Nach Suiziden hört man hier auf den Stationen von den Schlusen, es bliebe jetzt wenigstens ein Brötchen für die anderen Inhaftierten übrig. Dieses menschenverachtende Bild ist hier nicht selten anzufinden. No Justice, no Peace!“
In der medialen Berichterstattung schreiben sie, dass „umgehend“ die Feuerwehr alarmiert worden sei. Offensichtlich ist aber, dass sich verschiedenste Wärter*innen Zeit zum Handeln ließen oder gar die Hilfeschreie des Gefangenen ignorierten. Sie schreiben außerdem von Suizid. Wie der Gefangene schon schildert, kann es zum einen kein Suizid sein, wenn um Hilfe geschrien wird. Zum anderen gibt es keinen Selbstmord im Knast! Der Gefangene wurde offensichtlich in der Vergangenheit von dem Knast gefoltert, war den generellen Knastmechanismen ausgesetzt und nicht weiß – was die Haftbedingungen unter rassistischen Wärter*innen zusätzlich erschwert.

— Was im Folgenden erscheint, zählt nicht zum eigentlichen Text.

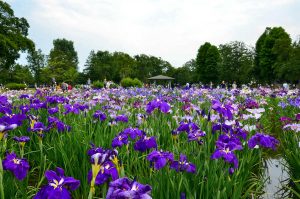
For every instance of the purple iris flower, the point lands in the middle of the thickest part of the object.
(226, 145)
(227, 155)
(58, 185)
(107, 170)
(250, 103)
(71, 109)
(121, 118)
(5, 110)
(119, 140)
(104, 165)
(13, 119)
(22, 139)
(5, 106)
(24, 108)
(39, 105)
(99, 115)
(133, 133)
(6, 127)
(225, 141)
(103, 155)
(183, 165)
(145, 143)
(282, 104)
(56, 123)
(222, 127)
(187, 127)
(224, 110)
(53, 110)
(196, 136)
(39, 128)
(160, 158)
(263, 140)
(298, 116)
(125, 188)
(24, 96)
(19, 167)
(158, 104)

Von einer selbstbestimmten Entscheidung, sich das Leben zu nehmen, kann unter Knastumständen also niemals die Rede sein. Knast tötet Menschen – seine Handlanger sind Mörder.
Das Sterben hinter Gittern wird erst aufhören, wenn die Knastmauern eingerissen und die Menschen frei sind. Macht deswegen was gegen Knäste, drinnen wie draußen!
Erinnert an die Toten hinter Gittern, kämpft auch für sie und die Angehörigen.